DEFENSAS A CERO.

Escrito por Comentarista 1 el . Posteado en Comentario a las Lecturas

Raimundo es un miembro vital de nuestra parroquia. es el que se encarga de pasar por al banco los recibos de las domiciliaciones, o sea, que si se despista no cobramos (aunque tiene algún buen ayudante). El muy perezoso se está pasando el verano en la cama, aunque no lo hace por gusto, sino que está encerrado con su mujer en una habitación de un hospital (no, no son del 15M ni reivindican nada), esperando el autotrasplante de médula. De momento un par de médicos forzudos le han dado una paliza y le han dejado las defensas a cero. Mientras tenía defensas estaba hecho polvo, pero ahora que está sin ellas está bastante mejor (siempre ha sido muy rarito). Ahora le quedan unos cuantos días malos, pero seguro que con vuestra oración irá mucho mejor. Seguro que si consigue un Gin-Tonic la cosa va de maravilla (creo que ha montado una red de tráfico de Mahou en el hospital a escondidas de su mujer).

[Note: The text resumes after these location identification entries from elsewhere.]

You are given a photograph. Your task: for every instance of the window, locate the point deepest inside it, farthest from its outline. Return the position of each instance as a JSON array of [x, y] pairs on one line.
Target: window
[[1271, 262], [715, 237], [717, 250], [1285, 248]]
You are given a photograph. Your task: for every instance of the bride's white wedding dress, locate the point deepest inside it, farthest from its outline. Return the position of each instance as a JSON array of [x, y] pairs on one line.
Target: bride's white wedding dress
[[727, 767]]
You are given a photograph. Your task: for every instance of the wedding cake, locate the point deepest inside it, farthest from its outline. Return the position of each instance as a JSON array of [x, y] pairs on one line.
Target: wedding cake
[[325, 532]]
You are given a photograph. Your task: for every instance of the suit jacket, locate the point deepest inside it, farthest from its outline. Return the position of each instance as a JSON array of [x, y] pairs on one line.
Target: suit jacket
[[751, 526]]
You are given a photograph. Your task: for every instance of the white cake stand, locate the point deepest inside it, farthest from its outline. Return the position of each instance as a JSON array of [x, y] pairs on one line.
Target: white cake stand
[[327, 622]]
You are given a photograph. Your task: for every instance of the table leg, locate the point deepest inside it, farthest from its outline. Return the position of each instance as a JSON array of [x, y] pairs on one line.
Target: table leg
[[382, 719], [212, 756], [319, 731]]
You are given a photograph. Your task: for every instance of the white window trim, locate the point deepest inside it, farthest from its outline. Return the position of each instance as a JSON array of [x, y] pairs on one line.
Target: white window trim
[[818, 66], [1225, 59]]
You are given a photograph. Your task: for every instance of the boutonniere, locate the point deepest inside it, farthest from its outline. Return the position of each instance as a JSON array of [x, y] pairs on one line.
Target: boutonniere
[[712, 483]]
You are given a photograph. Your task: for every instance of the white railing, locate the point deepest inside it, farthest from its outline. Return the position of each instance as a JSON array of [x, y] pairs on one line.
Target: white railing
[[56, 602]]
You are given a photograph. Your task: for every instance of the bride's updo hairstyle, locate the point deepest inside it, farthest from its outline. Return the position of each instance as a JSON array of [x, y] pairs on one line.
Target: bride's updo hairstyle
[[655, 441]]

“Pedro y los apóstoles replicaron: -«Hay que obedecer a Dios antes que a los hombres. El Dios de nuestros padres resucitó a Jesús, a quien vosotros matasteis, colgándolo de un madero. La diestra de Dios lo exaltó, haciéndolo jefe y salvador, para otorgarle a Israel la conversión con el perdón de los pecados. Testigos de esto somos nosotros y el Espíritu Santo, que Dios da a los que le obedecen.» Esta respuesta los exasperó, y decidieron acabar con ellos. Más tarde, el rey Herodes hizo pasar a cuchillo a Santiago, hermano de Juan.” Los apóstoles también se quedaron con las defensas a cero… y así vencieron. Aunque a los ojos de los demás era una derrota la Iglesia fue extendiéndose por todo el mundo conocido, regada por la sangre de los mártires. Es cierto que en la vida hay que prepararse y formarse, estudiar y conocer a fondo nuestra fe para dar razón de nuestra esperanza, pero también es cierto que es el Señor el que nos defiende y dice la última palabra. Cuando no tenemos defensas sale en nuestra defensa el Espíritu Santo.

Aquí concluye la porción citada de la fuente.